Dictionaries of idioms and slang are common in most cultures. Examples include (of French) the Dictionnaire des expressions et locutions, edited by Alain Rey (Paris: Le Robert 2006), and (of English) Eric Partridge's Dictionary of Slang and Unconventional English (8th edition, London: Routledge 2002). In the area of language learning, there are specialized dictionaries for aspects of language which tend to be ordinary for mother-tongue speakers but may cause difficulty for learners. These include dictionaries of phrasal verbs, such as the Oxford Phrasal Verbs Dictionary (2nd edition, Oxford University Press: 2006), and dictionaries of collocation, such as Macmillan Collocations Dictionary (Oxford: Macmillan 2010).
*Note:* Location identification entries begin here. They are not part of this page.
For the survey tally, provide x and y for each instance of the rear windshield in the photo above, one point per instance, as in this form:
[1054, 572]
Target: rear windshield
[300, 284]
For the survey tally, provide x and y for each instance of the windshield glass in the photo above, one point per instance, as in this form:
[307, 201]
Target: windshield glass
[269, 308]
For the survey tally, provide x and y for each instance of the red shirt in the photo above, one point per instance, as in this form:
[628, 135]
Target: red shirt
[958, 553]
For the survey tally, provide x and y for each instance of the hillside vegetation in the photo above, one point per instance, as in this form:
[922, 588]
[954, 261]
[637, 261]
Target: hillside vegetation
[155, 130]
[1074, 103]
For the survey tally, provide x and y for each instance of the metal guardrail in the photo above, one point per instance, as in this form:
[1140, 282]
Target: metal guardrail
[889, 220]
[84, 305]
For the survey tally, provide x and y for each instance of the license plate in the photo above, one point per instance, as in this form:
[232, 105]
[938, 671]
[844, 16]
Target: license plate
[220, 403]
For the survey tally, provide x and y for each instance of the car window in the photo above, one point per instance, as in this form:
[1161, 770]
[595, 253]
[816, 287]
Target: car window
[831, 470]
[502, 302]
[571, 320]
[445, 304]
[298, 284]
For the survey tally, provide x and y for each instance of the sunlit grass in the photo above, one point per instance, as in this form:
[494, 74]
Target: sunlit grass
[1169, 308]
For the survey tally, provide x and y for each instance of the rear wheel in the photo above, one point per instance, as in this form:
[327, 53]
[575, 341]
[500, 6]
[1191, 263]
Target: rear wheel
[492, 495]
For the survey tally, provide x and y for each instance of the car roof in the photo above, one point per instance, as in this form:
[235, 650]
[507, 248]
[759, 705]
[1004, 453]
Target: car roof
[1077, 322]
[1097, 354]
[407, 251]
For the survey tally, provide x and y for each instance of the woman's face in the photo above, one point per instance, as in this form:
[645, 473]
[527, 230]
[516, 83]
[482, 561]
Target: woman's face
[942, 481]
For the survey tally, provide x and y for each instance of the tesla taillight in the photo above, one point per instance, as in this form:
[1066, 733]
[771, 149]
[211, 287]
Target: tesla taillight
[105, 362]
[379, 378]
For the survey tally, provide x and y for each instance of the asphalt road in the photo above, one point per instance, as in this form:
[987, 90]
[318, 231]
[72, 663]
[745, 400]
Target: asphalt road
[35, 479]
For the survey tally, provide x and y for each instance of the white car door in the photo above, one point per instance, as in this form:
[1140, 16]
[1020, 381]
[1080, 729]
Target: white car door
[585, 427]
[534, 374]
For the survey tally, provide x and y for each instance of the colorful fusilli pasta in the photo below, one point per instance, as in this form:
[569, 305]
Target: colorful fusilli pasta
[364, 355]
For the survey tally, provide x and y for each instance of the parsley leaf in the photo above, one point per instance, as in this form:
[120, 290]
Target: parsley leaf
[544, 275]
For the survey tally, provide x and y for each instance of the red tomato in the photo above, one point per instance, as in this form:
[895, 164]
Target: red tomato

One of the most common types of specialized dictionary is what is often referred to in English as a technical dictionary and in German as a Fachwörterbuch. These dictionaries cover the terminology of a particular subject field or discipline. As described in Nielsen (1994), dictionaries of this type can be classified in various ways. A dictionary that covers more than one subject field is called a multi-field dictionary; one that covers one subject field is called a single-field dictionary; and one that covers a limited part of a subject field is called a sub-field dictionary. A technical dictionary that attempts to cover as much of the relevant terminology as possible is called a maximizing dictionary, whereas one that attempts to cover only a limited part of the relevant terminology is called a minimizing dictionary.

Specialized dictionaries can have various functions, i.e. they can help users in different types of situation. Monolingual dictionaries can help users understand and produce texts, whereas bilingual dictionaries can help users understand texts, translate texts and produce texts, as described in e.g. Nielsen (1994) and Nielsen (2010).